*Thomas*
El Cónclave se había disuelto.
Los nuevos Knàh habían sido presentados y no eran como los anteriores. No nacieron de la misma luz ni de la esencia que había dado forma a los primeros. Estos venían de Therya, un planeta que había generado vida y donde los seres que lo habitaban, ascendían cuando habían culminado su aprendizaje. Eran entidades que cargaban consigo el peso de un conocimiento puro y absoluto, pero con un aire de humildad que desmentía la frialdad que siempre habíamos asociado al poder.
Entre ellos estaba Ann.
La vi por primera vez cuando entró al salón principal, y en ese instante, algo en mi interior se removió. La propia esencia de mi ser había estado fragmentada durante toda mi existencia, y a ella se unió con un propósito renovado. Sentí un vínculo que no podía explicar, como si el universo, de alguna manera incomprensible, hubiera decidido que entre todos los seres presentes, ella era la única que podía darme algo que me faltaba.
No entendía lo que significaba entonces.
Creí que era fascinación, quizás admiración, pues fue la primera en llegar a la Ciudad Blanca de forma diferente a todos nosotros, aunque después le procedieron muchos otros. Pero a medida que otros compañeros experimentaban lo mismo con diferentes miembros de los nuevos Knàh, empezamos a descubrir que no era un simple capricho del destino. Esta conexión mística, esta fuerza inexplicable, no era algo aislado. Era un llamado, un enlace que nos completaba de formas que nunca habíamos considerado posibles, a lo que le dimos el nombre de “Alma Infinita”.
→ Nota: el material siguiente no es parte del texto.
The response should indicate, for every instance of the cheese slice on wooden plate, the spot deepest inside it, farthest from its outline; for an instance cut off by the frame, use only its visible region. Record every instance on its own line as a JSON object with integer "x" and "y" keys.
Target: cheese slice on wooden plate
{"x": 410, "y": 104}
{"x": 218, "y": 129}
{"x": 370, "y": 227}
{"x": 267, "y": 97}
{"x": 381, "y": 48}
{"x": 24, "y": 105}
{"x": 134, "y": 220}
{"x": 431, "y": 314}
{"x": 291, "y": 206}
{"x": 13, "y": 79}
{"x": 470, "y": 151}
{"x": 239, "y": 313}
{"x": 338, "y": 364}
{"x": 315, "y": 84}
Habíamos vivido creyendo que los Knàh eran perfectos, absolutos. Nos enseñaron que no necesitábamos nada más allá del conocimiento y la pureza para alcanzar nuestra verdadera forma. Pero lo que aprendimos al vernos reflejados en esos nuevos seres, fue dolorosamente claro: estábamos incompletos.
Por siglos, habíamos sido avaros de conocimientos, ansiosos por acumular verdades y secretos. Pero en nuestra búsqueda, habíamos ignorado las emociones, la empatía, las conexiones que nos completaban. Los nuevos Knàh no traían solo conocimiento; también humanidad. Traían algo que nos habíamos esforzado por ignorar: el amor en todas sus formas.
Y Ann…
Ella encarnaba todo lo que nunca supe que necesitaba. No porque fuera perfecta, sino porque no lo era. En ella había un eco de fragilidad, un vestigio de lo humano que los Ancianos siempre nos habían enseñado a despreciar, pero que ahora entendía como la única forma de alcanzar algo más allá que la mera existencia.
El día que nos encontramos cara a cara, no intercambiamos palabras. No fue necesario. Sentí que ella sabía, que podía ver a través de mí de una manera que ningún otro había hecho antes. Fue una conexión desnuda, sin barreras ni pretensiones. Y en ese momento, entendí que, aunque todos buscáramos algo en estos nuevos Knàh, mi búsqueda había terminado.
La pregunta que quedaba no era si yo podía completarla, sino si ella me permitiría intentarlo. Porque en el fondo sabía que nuestra conexión no era un lazo igualitario. No era Ann quien necesitaba algo de mí; era yo quien estaba incompleto, y ella, de algún modo, sostenía la clave para mi redención.
Ese fue el principio. No de un final, sino de un despertar que cambiaría no solo lo que éramos, sino lo que podíamos llegar a ser.